Марина досадливо поморщилась. Зачем она? Кто ее здесь поймет?
— Обыски идут везде, — миролюбиво объяснил старший, пыхнув дымом сигареты в лицо Марины. — Кого ищут — известно. На ваш дом имеется подозрение, хоть попрятались за немецким офицером, проверка, как хочете... Ладно, хлопцы, не лазьте на горище...
В это время наверху послышался детский плач. Кто-то звал маму.
— Вперед! — скомандовал черночубый, мотнув головой. — Ни с места! Ух ты ж, гадский род! Приказ читали германского командования? Вы арестованы и будете повешены. Ублюдков скидай сюда. Через их и мамашу достанем.

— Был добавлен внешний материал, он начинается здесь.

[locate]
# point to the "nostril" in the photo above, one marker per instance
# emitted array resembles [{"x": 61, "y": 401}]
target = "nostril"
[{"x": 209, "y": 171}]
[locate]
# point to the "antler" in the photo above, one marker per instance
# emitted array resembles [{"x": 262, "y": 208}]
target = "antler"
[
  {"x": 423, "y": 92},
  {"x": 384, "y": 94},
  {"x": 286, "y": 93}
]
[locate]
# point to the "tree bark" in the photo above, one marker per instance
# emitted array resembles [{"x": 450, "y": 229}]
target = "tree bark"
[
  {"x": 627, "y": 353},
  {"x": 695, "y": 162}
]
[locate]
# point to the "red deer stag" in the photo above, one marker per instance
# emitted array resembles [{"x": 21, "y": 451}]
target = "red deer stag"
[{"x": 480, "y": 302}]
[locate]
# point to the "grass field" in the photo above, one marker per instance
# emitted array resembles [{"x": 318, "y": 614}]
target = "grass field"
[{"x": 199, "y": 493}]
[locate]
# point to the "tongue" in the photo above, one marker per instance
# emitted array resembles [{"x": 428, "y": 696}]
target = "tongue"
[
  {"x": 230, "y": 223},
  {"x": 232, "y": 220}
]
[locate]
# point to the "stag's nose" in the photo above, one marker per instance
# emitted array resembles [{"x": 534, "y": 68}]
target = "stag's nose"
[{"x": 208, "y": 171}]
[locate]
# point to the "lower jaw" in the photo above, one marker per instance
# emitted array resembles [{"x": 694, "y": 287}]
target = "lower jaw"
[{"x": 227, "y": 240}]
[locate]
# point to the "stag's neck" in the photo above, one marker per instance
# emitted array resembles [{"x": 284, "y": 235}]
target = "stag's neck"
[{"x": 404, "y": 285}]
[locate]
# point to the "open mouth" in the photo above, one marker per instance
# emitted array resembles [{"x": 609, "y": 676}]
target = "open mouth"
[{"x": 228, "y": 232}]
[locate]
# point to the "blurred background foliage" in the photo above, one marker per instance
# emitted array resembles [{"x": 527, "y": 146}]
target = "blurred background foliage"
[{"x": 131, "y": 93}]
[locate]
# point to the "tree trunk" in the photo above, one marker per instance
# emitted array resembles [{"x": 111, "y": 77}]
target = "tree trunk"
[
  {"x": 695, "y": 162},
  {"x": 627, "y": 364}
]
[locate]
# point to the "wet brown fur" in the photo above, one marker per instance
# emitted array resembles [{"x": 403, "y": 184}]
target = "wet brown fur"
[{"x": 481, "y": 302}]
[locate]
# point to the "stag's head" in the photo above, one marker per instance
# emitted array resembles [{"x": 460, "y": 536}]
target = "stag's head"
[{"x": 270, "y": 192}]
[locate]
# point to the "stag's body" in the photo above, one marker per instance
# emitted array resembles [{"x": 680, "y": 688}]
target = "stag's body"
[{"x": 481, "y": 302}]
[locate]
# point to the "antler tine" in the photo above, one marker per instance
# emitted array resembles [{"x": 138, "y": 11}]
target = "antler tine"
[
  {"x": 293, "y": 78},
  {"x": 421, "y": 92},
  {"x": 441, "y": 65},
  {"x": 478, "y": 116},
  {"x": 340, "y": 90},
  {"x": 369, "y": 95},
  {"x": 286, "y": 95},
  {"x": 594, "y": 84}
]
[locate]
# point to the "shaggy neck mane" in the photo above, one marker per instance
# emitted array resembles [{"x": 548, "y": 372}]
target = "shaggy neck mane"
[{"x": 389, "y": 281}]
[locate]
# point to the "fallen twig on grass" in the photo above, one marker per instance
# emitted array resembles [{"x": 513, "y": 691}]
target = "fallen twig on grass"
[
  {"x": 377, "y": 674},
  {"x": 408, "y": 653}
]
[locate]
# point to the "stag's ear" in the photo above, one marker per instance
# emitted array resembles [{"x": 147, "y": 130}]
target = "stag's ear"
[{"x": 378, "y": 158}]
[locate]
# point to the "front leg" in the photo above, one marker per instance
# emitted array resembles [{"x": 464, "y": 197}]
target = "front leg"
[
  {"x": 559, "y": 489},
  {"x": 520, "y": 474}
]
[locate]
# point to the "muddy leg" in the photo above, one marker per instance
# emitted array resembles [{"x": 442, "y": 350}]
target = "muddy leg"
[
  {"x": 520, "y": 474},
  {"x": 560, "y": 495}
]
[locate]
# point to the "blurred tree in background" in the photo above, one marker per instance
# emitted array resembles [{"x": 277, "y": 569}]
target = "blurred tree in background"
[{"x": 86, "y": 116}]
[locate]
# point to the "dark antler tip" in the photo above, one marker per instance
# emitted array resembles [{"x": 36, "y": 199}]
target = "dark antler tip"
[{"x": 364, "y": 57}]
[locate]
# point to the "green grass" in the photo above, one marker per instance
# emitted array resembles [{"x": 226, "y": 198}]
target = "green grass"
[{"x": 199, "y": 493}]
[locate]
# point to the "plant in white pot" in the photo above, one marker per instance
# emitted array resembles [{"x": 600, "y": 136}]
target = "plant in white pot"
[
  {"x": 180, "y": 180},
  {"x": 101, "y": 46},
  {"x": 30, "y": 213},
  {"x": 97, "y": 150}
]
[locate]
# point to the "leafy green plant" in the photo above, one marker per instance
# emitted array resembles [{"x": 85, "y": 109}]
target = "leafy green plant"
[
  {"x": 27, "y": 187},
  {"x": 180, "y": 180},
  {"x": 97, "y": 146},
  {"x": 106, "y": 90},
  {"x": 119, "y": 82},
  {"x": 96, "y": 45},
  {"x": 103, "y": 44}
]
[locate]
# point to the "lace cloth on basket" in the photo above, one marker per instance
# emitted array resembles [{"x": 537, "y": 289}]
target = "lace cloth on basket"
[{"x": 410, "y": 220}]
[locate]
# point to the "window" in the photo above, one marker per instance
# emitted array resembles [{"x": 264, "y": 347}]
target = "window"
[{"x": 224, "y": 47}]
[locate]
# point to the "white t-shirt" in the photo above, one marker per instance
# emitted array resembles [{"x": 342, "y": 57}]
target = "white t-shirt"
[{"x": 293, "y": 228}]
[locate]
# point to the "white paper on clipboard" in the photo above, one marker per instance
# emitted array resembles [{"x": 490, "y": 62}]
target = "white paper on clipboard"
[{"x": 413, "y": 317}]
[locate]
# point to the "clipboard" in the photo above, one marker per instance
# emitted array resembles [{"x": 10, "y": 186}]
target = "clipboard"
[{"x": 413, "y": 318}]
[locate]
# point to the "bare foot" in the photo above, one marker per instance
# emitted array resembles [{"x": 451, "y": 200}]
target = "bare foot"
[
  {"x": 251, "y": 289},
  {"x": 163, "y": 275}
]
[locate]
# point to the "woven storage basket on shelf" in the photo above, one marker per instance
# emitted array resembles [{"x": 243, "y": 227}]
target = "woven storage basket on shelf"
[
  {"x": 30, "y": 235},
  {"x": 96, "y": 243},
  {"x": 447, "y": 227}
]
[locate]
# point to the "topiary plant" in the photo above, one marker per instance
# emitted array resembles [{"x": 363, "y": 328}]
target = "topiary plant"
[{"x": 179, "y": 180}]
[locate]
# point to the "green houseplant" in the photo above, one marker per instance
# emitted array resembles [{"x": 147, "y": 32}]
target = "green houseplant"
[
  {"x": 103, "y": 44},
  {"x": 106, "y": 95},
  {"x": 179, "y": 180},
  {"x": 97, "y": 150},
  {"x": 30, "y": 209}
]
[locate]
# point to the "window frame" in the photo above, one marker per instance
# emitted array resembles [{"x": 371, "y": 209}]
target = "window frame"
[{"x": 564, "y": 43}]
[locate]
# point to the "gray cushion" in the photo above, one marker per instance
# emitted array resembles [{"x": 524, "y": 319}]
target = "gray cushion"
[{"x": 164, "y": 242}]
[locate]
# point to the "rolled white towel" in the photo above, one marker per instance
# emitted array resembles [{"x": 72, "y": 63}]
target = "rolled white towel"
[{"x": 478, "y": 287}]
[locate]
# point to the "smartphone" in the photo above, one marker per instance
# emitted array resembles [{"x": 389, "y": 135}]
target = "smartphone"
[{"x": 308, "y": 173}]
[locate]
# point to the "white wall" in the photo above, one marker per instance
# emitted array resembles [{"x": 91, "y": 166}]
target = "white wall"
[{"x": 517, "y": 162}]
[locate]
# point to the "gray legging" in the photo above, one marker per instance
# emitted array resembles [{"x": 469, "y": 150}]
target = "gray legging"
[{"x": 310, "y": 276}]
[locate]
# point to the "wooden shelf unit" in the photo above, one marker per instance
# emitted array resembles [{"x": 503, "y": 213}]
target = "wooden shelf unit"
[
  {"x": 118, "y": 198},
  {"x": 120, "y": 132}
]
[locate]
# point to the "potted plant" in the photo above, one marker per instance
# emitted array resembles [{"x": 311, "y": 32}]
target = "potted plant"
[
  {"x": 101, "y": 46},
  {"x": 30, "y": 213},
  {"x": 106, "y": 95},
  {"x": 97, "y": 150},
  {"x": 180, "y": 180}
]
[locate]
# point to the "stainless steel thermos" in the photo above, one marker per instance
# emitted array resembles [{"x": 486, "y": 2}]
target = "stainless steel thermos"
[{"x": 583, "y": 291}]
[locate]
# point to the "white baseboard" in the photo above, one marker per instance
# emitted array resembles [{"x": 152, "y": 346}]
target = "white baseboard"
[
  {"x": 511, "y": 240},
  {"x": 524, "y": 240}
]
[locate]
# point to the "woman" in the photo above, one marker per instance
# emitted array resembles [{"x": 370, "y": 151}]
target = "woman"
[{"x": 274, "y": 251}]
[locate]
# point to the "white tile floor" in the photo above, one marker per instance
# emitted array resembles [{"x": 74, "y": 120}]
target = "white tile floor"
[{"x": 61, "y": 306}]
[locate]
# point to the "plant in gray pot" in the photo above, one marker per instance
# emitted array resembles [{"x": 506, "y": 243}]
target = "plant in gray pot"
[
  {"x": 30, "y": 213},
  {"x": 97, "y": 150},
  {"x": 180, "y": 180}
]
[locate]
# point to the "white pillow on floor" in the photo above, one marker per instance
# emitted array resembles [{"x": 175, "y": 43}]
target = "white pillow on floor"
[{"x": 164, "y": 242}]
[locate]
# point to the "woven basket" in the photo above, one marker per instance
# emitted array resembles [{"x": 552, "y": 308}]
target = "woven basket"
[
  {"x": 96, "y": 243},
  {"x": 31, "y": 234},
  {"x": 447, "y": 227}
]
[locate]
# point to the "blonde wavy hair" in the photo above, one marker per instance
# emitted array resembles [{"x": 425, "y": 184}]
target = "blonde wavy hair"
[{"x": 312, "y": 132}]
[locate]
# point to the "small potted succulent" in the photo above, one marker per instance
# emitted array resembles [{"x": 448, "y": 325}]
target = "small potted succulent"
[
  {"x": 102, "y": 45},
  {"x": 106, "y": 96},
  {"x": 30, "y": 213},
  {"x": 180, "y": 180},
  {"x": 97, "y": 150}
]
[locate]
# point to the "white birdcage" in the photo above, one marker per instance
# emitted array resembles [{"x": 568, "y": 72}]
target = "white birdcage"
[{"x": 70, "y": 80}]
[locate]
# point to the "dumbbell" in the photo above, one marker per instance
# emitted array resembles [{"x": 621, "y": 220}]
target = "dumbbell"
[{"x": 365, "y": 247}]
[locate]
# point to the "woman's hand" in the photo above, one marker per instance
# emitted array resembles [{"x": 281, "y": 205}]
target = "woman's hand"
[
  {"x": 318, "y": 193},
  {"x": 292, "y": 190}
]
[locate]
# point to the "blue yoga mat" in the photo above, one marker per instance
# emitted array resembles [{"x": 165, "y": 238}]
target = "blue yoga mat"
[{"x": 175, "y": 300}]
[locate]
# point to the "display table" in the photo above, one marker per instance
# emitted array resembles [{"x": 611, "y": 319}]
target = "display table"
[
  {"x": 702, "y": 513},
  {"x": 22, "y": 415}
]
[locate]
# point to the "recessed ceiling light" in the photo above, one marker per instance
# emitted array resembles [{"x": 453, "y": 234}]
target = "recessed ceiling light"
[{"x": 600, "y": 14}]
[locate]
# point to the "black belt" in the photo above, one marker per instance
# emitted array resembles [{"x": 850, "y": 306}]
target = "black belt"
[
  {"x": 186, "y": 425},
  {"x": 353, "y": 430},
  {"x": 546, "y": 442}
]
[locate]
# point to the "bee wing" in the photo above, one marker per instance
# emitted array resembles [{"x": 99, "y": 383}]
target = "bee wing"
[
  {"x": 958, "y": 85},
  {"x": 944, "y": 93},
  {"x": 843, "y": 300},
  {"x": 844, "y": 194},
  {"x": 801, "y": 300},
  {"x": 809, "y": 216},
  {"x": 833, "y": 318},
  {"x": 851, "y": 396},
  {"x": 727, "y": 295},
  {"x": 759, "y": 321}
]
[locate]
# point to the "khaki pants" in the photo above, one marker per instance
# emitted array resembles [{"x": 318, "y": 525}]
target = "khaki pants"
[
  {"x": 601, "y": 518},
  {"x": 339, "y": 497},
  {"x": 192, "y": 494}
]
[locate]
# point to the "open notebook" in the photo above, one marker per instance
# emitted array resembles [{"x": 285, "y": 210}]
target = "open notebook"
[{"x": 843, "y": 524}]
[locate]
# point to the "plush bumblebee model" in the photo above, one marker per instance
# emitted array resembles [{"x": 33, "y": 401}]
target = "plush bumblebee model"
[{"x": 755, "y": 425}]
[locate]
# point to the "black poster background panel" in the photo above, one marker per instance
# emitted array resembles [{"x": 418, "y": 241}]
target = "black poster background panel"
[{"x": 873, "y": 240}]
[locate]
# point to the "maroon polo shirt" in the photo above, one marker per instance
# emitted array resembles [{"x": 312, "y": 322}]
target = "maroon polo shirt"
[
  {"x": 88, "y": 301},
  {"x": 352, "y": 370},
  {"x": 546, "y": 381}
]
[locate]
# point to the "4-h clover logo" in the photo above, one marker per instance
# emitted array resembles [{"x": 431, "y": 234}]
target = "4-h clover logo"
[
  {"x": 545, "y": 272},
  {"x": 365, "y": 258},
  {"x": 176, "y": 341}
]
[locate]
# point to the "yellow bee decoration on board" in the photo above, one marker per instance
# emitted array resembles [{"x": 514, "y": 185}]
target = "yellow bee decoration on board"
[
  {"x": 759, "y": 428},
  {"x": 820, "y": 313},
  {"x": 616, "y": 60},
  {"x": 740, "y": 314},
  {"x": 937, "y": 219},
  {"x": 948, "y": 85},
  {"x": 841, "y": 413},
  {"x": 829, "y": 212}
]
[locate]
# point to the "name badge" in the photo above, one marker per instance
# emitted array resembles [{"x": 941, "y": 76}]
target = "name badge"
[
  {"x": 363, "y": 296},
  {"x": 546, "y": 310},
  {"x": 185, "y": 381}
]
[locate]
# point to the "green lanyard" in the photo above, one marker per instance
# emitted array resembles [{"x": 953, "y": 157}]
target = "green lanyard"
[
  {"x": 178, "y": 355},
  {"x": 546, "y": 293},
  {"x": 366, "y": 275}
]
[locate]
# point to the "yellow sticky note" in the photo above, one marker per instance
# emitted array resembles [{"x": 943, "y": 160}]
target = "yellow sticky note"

Ах ты ж, гадский род, какие интеллигенты!.. Немецкого генерала родственнички!..
Но прежде чем полицаи выполнили приказ старшего, к лестнице бросилась Зоя Николаевна:
— Нет, никого там нет, вам послышалось, это кошка!! Заклинаю, если есть у вас дети или матери, не смейте туда... Вы же еще совсем молодые, вам еще жить и жить? не берите греха на душу, я вам в матери гожусь, слышите, вы?!
Ее грубо оттолкнули. Она упала, ударившись головой о стену. Но тотчас же вскочила и, не помня себя, бросилась на полицейского.
От неожиданности тот едва удержался на ногах. Площадно выругавшись, он выхватил из кобуры пистолет.
— Не смейте! — закричала Марина, заслоняя собой мать.
Раздался выстрел.
Черночубый рухнул на пол, цепляясь при падении за лестницу, по которой только что предстояло взобраться его помощникам.
На пороге стоял Ценкер с пистолетом в руках. Он держал его неловко.
— Он опять курил, этот тип... — сказал он. — Переведите им, Марина, чтобы уходили... Вэк! — скомандовал он, уже не ожидая слов девушки, которая в страхе прижалась к матери. — Вэк! Будет... расстрелять! — он поднял пистолет и проводил его дулом двух перепуганных полицаев.
— Теперь есть... zulaufen...[9] мит киндер... Ферштейн? Муттер тоже... бежаль...
— Господин Ценкер... господин Ценкер... — приговаривала Зоя Николаевна, не пришедшая еще в себя. — Милый... родной господин Ценкер...
— Вы знали, что здесь... наверху... — спросила Марина.
— Фрейлейн Марина, я ничего не знал, не знаю и не хочу знать. В городе творится ужасное. Он может взорваться от крови и гнева. Лучше ничего не знать, фрейлейн. Спасайтесь, не теряйте времени. Забирайте мать и детей. Куда хотите!
Все это он проговорил по-немецки. Марина поняла только одно: надо немедленно скрываться, бежать. Куда бежать? Она глянула в окно.
На улицах постреливали. Где-то на окраине горело, зарево освещало горизонт, и казалось, черная сажа падает на землю. Это был сухой февральский снежок.
Через некоторое время, проводив взглядом пятерых, закутанных в зимние одежды, Вильгельм Ценкер принялся складывать свои вещи. В чемодан влезли цивильные брюки и довольно поношенная пижама, шерстяные носки, доставшиеся ему в дни распределения зимней помощи, мыло, бритва, зубная щетка и порошок. Еще поместились там две пары белья — одна полотняная, другая шерстяная, присланная женой. Сапожная щетка улеглась вместе с комнатными туфлями, привезенными еще из дому.